Allyson Lack is a partner and co-founder of Principle, a multi-disciplinary design firm. Together with her partner, Pamela Zuccker, the two have created dynamic brand communications, identities and packaging for a diverse range of nationally recognizable clients. Lack received her BS in marketing from the University of Maryland Smith School of Business, but discovered her true passion for graphic design while surveying a design fundamentals class. Upon graduation, Lack sharpened her skills at Portfolio Center and joined Rigsby Design in Houston and later, Rutka Weadock Design in Baltimore. In 2007, she was lured back to Texas after she married childhood sweetheart Randy Lack, whose work (in renewable energy) is centered in Houston.


Tim Larsen



In 1975, Tim Larsen founded Larsen, a design, branding, marketing, and interactive agency with a staff of 40 and offices in Minneapolis and San Francisco. He was instrumental in the formation of the Minnesota chapter of AIGA, the professional association for design, and has served on the national AIGA board of directors. Larsen has been featured in national design and business publications, has received numerous design awards and was named an AIGA Fellow in 2007. He serves on the design advisory boards of the University of Minnesota College of Design and Minnesota State University Moorhead, and is a former chair of the board of directors for College of Visual Arts.

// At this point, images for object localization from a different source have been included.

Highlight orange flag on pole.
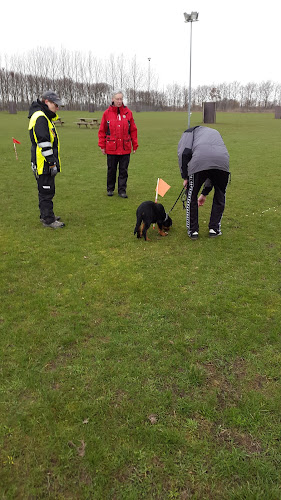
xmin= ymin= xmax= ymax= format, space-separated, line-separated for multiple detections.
xmin=153 ymin=178 xmax=171 ymax=228
xmin=156 ymin=178 xmax=171 ymax=198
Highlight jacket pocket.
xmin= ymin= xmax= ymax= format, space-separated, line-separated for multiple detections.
xmin=123 ymin=139 xmax=131 ymax=152
xmin=106 ymin=139 xmax=117 ymax=152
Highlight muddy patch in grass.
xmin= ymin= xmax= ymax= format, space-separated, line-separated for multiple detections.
xmin=217 ymin=426 xmax=262 ymax=454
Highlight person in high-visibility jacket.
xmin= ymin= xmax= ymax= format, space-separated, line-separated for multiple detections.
xmin=98 ymin=90 xmax=138 ymax=198
xmin=28 ymin=90 xmax=65 ymax=228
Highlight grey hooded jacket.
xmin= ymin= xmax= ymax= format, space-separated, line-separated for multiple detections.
xmin=178 ymin=126 xmax=229 ymax=179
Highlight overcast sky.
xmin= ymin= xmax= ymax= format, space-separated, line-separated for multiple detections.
xmin=1 ymin=0 xmax=280 ymax=89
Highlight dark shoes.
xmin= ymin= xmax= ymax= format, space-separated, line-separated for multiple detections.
xmin=107 ymin=190 xmax=128 ymax=198
xmin=209 ymin=229 xmax=222 ymax=238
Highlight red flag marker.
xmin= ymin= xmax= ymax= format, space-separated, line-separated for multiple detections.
xmin=12 ymin=137 xmax=21 ymax=160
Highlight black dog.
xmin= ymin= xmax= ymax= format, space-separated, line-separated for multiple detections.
xmin=134 ymin=201 xmax=172 ymax=241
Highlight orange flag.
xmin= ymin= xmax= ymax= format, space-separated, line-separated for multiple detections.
xmin=13 ymin=138 xmax=21 ymax=144
xmin=156 ymin=178 xmax=171 ymax=197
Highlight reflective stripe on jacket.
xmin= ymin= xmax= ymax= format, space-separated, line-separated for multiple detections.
xmin=28 ymin=111 xmax=61 ymax=175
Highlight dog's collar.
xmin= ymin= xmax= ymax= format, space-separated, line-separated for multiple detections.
xmin=164 ymin=213 xmax=169 ymax=222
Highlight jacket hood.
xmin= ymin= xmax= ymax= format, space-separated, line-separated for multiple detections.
xmin=28 ymin=99 xmax=57 ymax=120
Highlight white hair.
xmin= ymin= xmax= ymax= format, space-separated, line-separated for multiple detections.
xmin=111 ymin=90 xmax=124 ymax=99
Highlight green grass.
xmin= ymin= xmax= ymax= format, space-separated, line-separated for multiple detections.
xmin=0 ymin=110 xmax=281 ymax=499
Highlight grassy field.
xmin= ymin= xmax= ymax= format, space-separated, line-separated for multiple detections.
xmin=0 ymin=110 xmax=281 ymax=499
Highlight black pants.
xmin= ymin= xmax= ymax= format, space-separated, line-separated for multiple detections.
xmin=107 ymin=154 xmax=130 ymax=194
xmin=186 ymin=169 xmax=229 ymax=235
xmin=37 ymin=174 xmax=56 ymax=223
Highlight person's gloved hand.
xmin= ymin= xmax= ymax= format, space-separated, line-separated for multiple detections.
xmin=50 ymin=165 xmax=58 ymax=176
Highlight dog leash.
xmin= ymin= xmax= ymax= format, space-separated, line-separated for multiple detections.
xmin=167 ymin=187 xmax=186 ymax=215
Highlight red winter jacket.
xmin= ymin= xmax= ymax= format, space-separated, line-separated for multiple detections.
xmin=98 ymin=104 xmax=138 ymax=155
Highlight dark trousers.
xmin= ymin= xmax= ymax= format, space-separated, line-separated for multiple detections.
xmin=107 ymin=154 xmax=130 ymax=194
xmin=37 ymin=174 xmax=56 ymax=223
xmin=186 ymin=169 xmax=229 ymax=235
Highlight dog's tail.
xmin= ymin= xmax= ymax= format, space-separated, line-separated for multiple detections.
xmin=134 ymin=212 xmax=143 ymax=238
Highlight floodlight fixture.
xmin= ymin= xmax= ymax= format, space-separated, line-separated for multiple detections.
xmin=184 ymin=11 xmax=199 ymax=127
xmin=184 ymin=11 xmax=199 ymax=22
xmin=191 ymin=11 xmax=199 ymax=21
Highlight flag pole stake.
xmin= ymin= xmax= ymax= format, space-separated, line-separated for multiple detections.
xmin=13 ymin=143 xmax=18 ymax=160
xmin=153 ymin=178 xmax=160 ymax=229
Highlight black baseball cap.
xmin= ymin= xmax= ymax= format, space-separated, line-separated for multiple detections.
xmin=42 ymin=90 xmax=63 ymax=106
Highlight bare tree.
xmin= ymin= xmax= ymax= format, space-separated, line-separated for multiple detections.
xmin=258 ymin=80 xmax=274 ymax=108
xmin=228 ymin=81 xmax=241 ymax=102
xmin=115 ymin=53 xmax=127 ymax=90
xmin=0 ymin=55 xmax=11 ymax=108
xmin=210 ymin=87 xmax=221 ymax=101
xmin=126 ymin=55 xmax=144 ymax=105
xmin=272 ymin=82 xmax=281 ymax=106
xmin=243 ymin=82 xmax=257 ymax=109
xmin=194 ymin=85 xmax=210 ymax=106
xmin=108 ymin=54 xmax=116 ymax=90
xmin=1 ymin=47 xmax=281 ymax=112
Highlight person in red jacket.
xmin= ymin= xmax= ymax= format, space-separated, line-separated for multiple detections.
xmin=98 ymin=90 xmax=138 ymax=198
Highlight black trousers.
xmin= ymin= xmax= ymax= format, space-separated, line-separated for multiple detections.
xmin=107 ymin=154 xmax=130 ymax=194
xmin=37 ymin=174 xmax=56 ymax=223
xmin=186 ymin=169 xmax=229 ymax=235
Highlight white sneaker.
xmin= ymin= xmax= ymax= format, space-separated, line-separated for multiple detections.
xmin=209 ymin=229 xmax=222 ymax=238
xmin=189 ymin=231 xmax=199 ymax=240
xmin=43 ymin=220 xmax=65 ymax=228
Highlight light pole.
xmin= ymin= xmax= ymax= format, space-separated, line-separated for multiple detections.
xmin=184 ymin=11 xmax=199 ymax=128
xmin=148 ymin=57 xmax=151 ymax=107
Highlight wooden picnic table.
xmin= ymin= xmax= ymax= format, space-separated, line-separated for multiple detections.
xmin=54 ymin=117 xmax=64 ymax=126
xmin=75 ymin=118 xmax=100 ymax=128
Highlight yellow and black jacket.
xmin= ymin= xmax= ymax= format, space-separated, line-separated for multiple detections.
xmin=28 ymin=100 xmax=61 ymax=176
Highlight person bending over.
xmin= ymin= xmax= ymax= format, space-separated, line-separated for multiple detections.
xmin=178 ymin=126 xmax=230 ymax=239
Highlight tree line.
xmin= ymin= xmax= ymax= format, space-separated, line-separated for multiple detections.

Larsen also taught graphic design at Minneapolis College of Art and Design. He received a BS in art education/graphic design from MSU Moorhead.


Yolanda Santosa

Founder/Creative Director


Yolanda 'Yo' Santosa began her career designing main titles for projects like Zack Snyder's 300 (2007), Ugly Betty (2006), Herbie Fully Loaded (2005), The Triangle (2005), Desperate Housewives (2004) and Hulk (2003). Although she loved storytelling, she couldn't ignore a growing fascination for branding. She founded Ferroconcrete in 2006 with the Pinkberry account, and has been managing the company's brand since. She has taught at Art Center and is an active national guest speaker. She's earned several awards, including three consecutive Emmy nominations and the ADC Young Guns 6 Award.